The New Zealand Dollar is the day's biggest loser in the G10 currency space after a survey showed domestic business confidence and activity has slumped but inflation expectations remain elevated.
The Pound to New Zealand Dollar recovered by nearly half a per cent on the day to hit 2.11 after the ANZBO business confidence survey showed business confidence fell to 14.9 from 22.9 in April.
Expectations for own trading activity fell to 14.3 from 22.5 and business activity vs the same month one year ago slumped to -19.6 from -6.7.
"The latest business confidence survey did not make for happy reading," says Satish Ranchhod, Senior Economist at Westpac NZ. "In addition, the survey’s gauges of activity have also fallen. A net 20% of firms reported that their trading activity has declined over the past year."
But, worryingly, "weakness in activity isn’t translating into lower inflation pressures," notes Ranchod.

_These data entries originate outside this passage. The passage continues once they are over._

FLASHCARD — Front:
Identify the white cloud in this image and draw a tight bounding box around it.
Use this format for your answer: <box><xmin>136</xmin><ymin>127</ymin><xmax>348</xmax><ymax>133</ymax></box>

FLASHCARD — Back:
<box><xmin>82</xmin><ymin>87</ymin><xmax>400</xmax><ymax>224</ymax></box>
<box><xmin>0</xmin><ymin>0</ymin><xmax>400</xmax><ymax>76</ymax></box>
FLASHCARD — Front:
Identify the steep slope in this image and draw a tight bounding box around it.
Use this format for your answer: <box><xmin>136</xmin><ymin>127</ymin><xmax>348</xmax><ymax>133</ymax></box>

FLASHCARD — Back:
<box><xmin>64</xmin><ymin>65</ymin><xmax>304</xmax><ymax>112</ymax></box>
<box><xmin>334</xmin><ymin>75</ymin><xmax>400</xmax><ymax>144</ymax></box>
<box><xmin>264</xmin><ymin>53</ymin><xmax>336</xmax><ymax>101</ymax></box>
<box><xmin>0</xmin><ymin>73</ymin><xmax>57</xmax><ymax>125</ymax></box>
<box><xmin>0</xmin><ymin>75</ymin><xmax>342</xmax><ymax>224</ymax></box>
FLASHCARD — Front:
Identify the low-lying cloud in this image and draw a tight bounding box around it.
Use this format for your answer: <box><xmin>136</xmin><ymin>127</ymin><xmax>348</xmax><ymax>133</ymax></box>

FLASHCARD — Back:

Inflation expectations are steady at 3.76%, and pricing intentions have actually risen to 46.9 from 45.1.
In short, the economy could use an interest rate cut but the Reserve Bank of New Zealand has its hands tied by inflation. This creates a potential stagflationary setup, which is never good for currencies.
"NZD/USD slipped back to 0.5950. New Zealand business confidence weakened appreciably in April," says Joseph Capurso, a strategist at CBA. "Pricing and cost expectations halted their decline with the risk they plateau at elevated levels. The elevated pricing expectations will greatly concern the RBNZ."
Elias Haddad, Senior Markets Strategist at BBH Currency says NZD is underperforming and NZ-US 10-year bond yield spreads narrowed.
"The sharp decline in New Zealand business confidence reinforces the case for RBNZ policy rate cuts later this year," he explains.
Typically, expectations for higher-for-longer rates can support a currency, but this assumption is questioned if there is a lack of convincing growth.
"With lingering cost pressure and softening demand, business continue to report a squeeze on profitability," says Ranchod. "Overall, today’s survey supports our expectations for soft activity through the middle part of this year, along with only a gradual easing in inflation pressures."